My summers at Jewish sleepaway camp played a significant role in forming the person I am today. I have never given Greene Family Camp its due respect, but now I am going to try.
Thank you for helping me appreciate my Judaism. At home, I attended three-hour services led by a slightly tone-deaf rabbi (sorry, Rabbi Bloom). I never realized how moving, musical and beautiful religion could be.
Thank you for teaching me how to be a mediator. Every summer we fought. In elementary school, we fought about our talent show act. As we got older, we fought about more nuanced issues. Because of you, I learned how to be the voice of both reason and emotion.
Thank you helping me find my voice as a leader — gentle but convincing. After we got in trouble for staying up too late and falling asleep during CPR training the next day, I convinced my entire bunk that we should write our counselor an apology letter. We were in high school and hated authority, but we ended up writing a heartfelt apology, which our counselor accepted.
Thank you for teaching me independence. It can be hard to break away from the nest, but summer camp was a great way for me to practice.
Thank you for allowing me to be my goofy self — the one who would start food fights and prance around the cabin with her clothes on backward.
Thank you for teaching me the importance of acting the same when no one is watching as one would when someone is watching. Even when you think no one is watching, your campers are watching.

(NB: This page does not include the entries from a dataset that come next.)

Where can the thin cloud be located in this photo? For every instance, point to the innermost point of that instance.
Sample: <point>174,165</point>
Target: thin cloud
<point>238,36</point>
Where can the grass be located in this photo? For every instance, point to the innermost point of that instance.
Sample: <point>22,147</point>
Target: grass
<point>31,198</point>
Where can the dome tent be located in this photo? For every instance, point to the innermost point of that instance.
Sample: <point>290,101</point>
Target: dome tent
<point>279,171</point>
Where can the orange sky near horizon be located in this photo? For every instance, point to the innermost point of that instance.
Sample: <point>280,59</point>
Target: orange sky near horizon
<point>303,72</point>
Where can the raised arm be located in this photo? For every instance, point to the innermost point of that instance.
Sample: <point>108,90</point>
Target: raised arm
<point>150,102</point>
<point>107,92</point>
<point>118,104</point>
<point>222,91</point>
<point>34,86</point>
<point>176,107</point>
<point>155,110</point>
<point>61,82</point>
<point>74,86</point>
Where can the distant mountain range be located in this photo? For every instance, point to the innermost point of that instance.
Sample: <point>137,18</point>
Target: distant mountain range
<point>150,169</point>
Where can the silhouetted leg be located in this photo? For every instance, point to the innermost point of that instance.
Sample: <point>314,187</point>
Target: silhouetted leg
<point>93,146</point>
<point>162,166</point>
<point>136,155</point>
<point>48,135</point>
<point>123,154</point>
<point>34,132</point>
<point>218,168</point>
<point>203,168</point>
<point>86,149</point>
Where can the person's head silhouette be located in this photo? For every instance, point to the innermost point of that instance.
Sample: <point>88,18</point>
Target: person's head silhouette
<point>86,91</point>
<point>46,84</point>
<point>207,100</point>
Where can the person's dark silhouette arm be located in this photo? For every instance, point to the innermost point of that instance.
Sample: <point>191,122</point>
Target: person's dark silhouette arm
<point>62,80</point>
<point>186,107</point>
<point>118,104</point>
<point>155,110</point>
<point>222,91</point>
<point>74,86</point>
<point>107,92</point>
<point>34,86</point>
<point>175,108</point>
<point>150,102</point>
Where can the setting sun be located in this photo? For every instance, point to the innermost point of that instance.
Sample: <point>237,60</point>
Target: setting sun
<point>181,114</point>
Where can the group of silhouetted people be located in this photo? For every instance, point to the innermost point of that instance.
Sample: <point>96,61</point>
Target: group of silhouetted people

But above all, thank you for giving me lifelong friends whom I have continued to lean on throughout my college experience and these unprecedented times.
Although camp is closed this summer, don’t forget about it. As a junior in college, I have now moved on to other things, but I will always remember the 13 summers I spent at GFC as both a camper and counselor.
If you can do one thing to help your children become more thoughtful, kindhearted and free-spirited people in this crazy and unpredictable world, send them to summer camp. You won’t regret it.